August 21, 1998

Regulators Take More Active Lloyd's Oversight Role

By Dan Lonkevich

A task force of state insurance regulators has adopted changes to Lloyd's U.S. Situs excess or surplus lines trust deed, which appears to be a rebuke to the New York insurance department and could end up being onerous to the London market, regulatory officials contend.

Jim Brown, chair of the National Association of Insurance Commissioners Surplus Lines Task Force, said the task force adopted the language at a recent meeting in New Orleans. The language will take effect on Sept. 15, the last day of the NAIC's fall meeting in New York, he noted.

Mr. Brown, who also is Louisiana's insurance commissioner, said the changes mean the New York insurance department no longer has sole authority to set the minimum amount of the trust fund, which is held for U.S. claims. Currently, the trust fund stands at around $777 million.

"New York has been protective of its oversight authority over the trust fund," Mr.
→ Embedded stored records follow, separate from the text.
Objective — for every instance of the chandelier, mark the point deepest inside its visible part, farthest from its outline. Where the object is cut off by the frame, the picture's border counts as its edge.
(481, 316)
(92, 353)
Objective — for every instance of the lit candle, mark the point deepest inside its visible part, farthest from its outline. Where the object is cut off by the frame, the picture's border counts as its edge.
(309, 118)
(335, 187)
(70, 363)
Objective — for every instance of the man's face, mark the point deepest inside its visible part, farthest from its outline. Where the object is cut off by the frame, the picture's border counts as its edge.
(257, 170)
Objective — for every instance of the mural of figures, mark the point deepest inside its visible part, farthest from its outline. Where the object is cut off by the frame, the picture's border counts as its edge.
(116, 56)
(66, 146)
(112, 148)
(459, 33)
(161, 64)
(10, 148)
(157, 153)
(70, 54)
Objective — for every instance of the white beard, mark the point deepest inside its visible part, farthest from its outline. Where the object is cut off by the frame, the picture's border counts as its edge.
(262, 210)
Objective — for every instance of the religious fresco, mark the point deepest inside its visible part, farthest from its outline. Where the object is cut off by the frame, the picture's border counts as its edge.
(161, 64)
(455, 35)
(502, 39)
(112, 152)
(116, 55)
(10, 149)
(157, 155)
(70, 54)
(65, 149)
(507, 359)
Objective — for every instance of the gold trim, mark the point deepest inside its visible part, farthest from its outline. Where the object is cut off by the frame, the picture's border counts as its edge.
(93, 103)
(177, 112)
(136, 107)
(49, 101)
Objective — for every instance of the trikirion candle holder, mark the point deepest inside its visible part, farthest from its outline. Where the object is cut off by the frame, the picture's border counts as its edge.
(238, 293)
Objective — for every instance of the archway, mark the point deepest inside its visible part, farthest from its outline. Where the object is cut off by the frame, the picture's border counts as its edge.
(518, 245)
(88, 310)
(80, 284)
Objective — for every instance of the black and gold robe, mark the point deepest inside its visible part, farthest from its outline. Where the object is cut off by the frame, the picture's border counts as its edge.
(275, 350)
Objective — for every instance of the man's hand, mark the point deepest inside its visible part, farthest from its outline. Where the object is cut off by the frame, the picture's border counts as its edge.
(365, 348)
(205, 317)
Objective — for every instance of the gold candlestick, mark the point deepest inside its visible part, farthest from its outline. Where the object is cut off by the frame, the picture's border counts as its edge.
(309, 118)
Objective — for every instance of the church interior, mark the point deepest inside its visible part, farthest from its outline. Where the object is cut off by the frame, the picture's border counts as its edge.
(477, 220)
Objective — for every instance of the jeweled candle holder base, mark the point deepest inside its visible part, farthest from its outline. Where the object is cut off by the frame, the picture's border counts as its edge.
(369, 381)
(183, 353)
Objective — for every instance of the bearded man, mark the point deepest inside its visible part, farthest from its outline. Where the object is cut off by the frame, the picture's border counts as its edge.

Brown said. "They think they've done an excellent job. I agree and most task force members agree."

However, he said, regulators in California and Alaska believe that times have changed and that the old regulatory scheme under which authority to regulate Lloyd's was delegated to New York needs to be changed as well. He added that they argue state regulators are more sophisticated than ever before and are now well equipped to oversee Lloyd's activities in their states.

"We're willing to delegate to New York, but we want some approval or veto authority over future changes" to the trust fund's minimum amount, he said. Last December, the New York department's decision to lower the minimum amount of the trust fund to 50 percent from 100 percent of gross U.S. liabilities angered many regulators because it was done without seeking their input.

Greg Serio, New York's first deputy insurance superintendent, called the task force's action "premature at least." He said it would have been better to wait until next month's NAIC meeting in New York and let everyone have their legal staffs review the proposed changes to the trust deed.

"We had a problem with moving on matters that were not properly discussed," Mr. Serio said. "There also are some unresolved issues and legal questions."

Mr. Serio said the New York department was concerned about the task force taking such a precipitous action when there was no real crisis and Lloyd's is stable. "We don't think it was prudent," he said.

In addition, Mr. Serio asserted that the move could have a burdensome effect on Lloyd's operations in the United States.

"It creates a regulatory camel," he said. "[It creates] a bifurcated and duplicative regulatory scheme with multiple hurdles and humps."

Mr. Serio played down any dissatisfaction task force members may have had with New York's 60-year history of regulating Lloyd's, saying, "nobody complained about New York's efforts."

Finally, Mr. Serio stressed that any change made to the trust agreement ultimately is not a New York issue. "This is an issue for Lloyd's and the NAIC and the efficient operation of state regulation," he said. "And camels just don't do it."

Jose Montemayor, a Texas associate insurance commissioner, said although the changes to the trust deed will complicate regulatory issues for Lloyd's, it is a reality of the post-reconstruction-and-renewal world for Lloyd's. He said the R&R program, which was adopted by Lloyd's to solve its spiraling pre-1993 asbestos and environmental liabilities, was a wakeup call to state regulators. He said they no longer feel comfortable delegating their responsibility to New York.

However, Mr. Montemayor said, after the task force's trip to London in the spring, many regulators have a greater comfort level with Lloyd's as well as a greater understanding of how it should be regulated in the future.

Louisiana's Mr. Brown also conceded that the task force's move wasn't necessarily good news for Lloyd's because it could escalate the turf war. In addition, he said in the future if New York adopts changes to the trust deed that the other states refuse to endorse, Lloyd's might have to sign sidebar agreements with some states.

"If New York pushes the issue, you could see states prospectively require Lloyd's to put money for future claims in a new trust fund," he said.

Mr. Brown said because the changes in the trust deed adopted by the task force don't take effect until Sept. 15, there is still some room for negotiation with New York. He characterized the unfolding negotiations as "a big chess match."

New York's Mr. Serio said the department didn't plan to take any further action on the matter.

Al Skwiertz, chief counsel for Lloyd's America in New York, said from an administrative standpoint the new language of the trust deed is troublesome for Lloyd's. He said if the language isn't amended for clarity's sake, it will make the regulatory process more cumbersome and the amendment process more complex. "Hopefully it won't be so complex that it's unworkable," he said.

Mr. Skwiertz said Lloyd's has been assured by regulators that they will be open minded about additional changes in the language to clarify how the trust deed will work in terms of future changes to the minimum amount of the trust fund as well as investments.